In the intracellular death program, hetero- and homodimerization of different anti- and pro-apoptotic Bcl-2-related proteins are critical in the determination of cell fate. From a rat ovarian fusion cDNA library, we isolated a new pro-apoptotic Bcl-2 gene, Bcl-2-related ovarian killer (Bok). Bok had conserved Bcl-2 homology (BH) domains 1, 2, and 3 and a C-terminal transmembrane region present in other Bcl-2 proteins, but lacked the BH4 domain found only in anti-apoptotic Bcl-2 proteins. In the yeast two-hybrid system, Bok interacted strongly with some (Mcl-1, BHRF1, and Bfl-1) but not other (Bcl-2, Bcl-xL, and Bcl-w) anti-apoptotic members. This finding is in direct contrast to the ability of other pro-apoptotic members (Bax, Bak, and Bik) to interact with all of the anti-apoptotic proteins. In addition, negligible interaction was found between Bok and different pro-apoptotic members. In mammalian cells, overexpression of Bok induced apoptosis that was blocked by the baculoviral-derived cysteine protease inhibitor P35. Cell killing induced by Bok was also suppressed following coexpression with Mcl-1 and BHRF1 but not with Bcl-2, further indicating that Bok heterodimerized only with selective anti-apoptotic Bcl-2 proteins.

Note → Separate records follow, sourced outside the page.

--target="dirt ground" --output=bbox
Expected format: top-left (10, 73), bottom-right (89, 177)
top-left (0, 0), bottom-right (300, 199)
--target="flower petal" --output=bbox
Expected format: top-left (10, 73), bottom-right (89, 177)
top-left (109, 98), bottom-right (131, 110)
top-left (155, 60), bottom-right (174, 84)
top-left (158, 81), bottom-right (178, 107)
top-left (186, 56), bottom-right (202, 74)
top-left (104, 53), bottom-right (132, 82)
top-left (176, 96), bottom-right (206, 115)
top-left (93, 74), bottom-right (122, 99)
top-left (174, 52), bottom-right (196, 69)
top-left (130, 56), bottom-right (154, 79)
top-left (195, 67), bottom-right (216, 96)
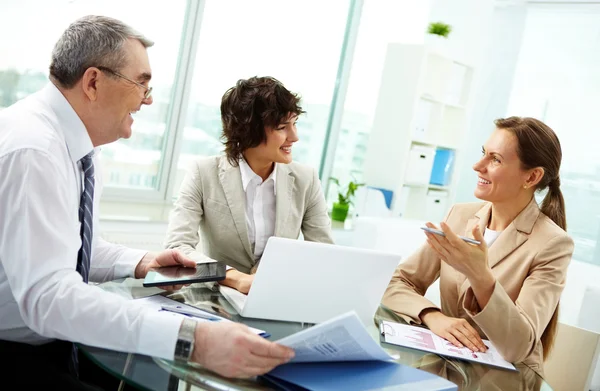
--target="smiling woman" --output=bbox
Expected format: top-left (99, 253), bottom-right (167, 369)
top-left (383, 117), bottom-right (573, 375)
top-left (166, 77), bottom-right (332, 293)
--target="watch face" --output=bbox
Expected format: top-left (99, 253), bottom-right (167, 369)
top-left (175, 318), bottom-right (196, 361)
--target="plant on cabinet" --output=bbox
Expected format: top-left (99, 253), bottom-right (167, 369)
top-left (329, 177), bottom-right (365, 222)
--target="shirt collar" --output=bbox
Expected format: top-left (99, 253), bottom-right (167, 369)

Northern blot analysis indicated that Bok was highly expressed in the ovary, testis and uterus. In situ hybridization analysis localized Bok mRNA in granulosa cells, the cell type that underwent apoptosis during follicle atresia. Identification of Bok as a new pro-apoptotic Bcl-2 protein with restricted tissue distribution and heterodimerization properties could facilitate elucidation of apoptosis mechanisms in reproductive tissues undergoing hormone-regulated cyclic cell turnover.

摘要

在细胞内死亡程序中,不同的抗凋亡和促凋亡Bcl-2相关蛋白的异源和同源二聚化对于细胞命运的决定至关重要。我们从大鼠卵巢融合cDNA文库中分离出一个新的促凋亡Bcl-2基因,即Bcl-2相关卵巢杀手(Bok)。Bok具有保守的Bcl-2同源(BH)结构域1、2和3以及其他Bcl-2蛋白中存在的C末端跨膜区域,但缺乏仅在抗凋亡Bcl-2蛋白中发现的BH4结构域。在酵母双杂交系统中,Bok与一些抗凋亡成员(Mcl-1、BHRF1和Bfl-1)强烈相互作用,但与其他抗凋亡成员(Bcl-2、Bcl-xL和Bcl-w)不相互作用。这一发现与其他促凋亡成员(Bax、Bak和Bik)与所有抗凋亡蛋白相互作用的能力形成直接对比。此外,在Bok与不同的促凋亡成员之间发现的相互作用可以忽略不计。在哺乳动物细胞中,Bok的过表达诱导了凋亡,这种凋亡被杆状病毒衍生的半胱氨酸蛋白酶抑制剂P35所阻断。与Mcl-1和BHRF1共表达后,Bok诱导的细胞杀伤也受到抑制,但与Bcl-2共表达则不然,这进一步表明Bok仅与选择性抗凋亡Bcl-2蛋白异源二聚化。Northern印迹分析表明,Bok在卵巢、睾丸和子宫中高度表达。原位杂交分析将Bok mRNA定位在颗粒细胞中,颗粒细胞是卵泡闭锁过程中发生凋亡的细胞类型。将Bok鉴定为一种具有受限组织分布和异源二聚化特性的新的促凋亡Bcl-2蛋白,可能有助于阐明在经历激素调节的周期性细胞更替的生殖组织中的凋亡机制。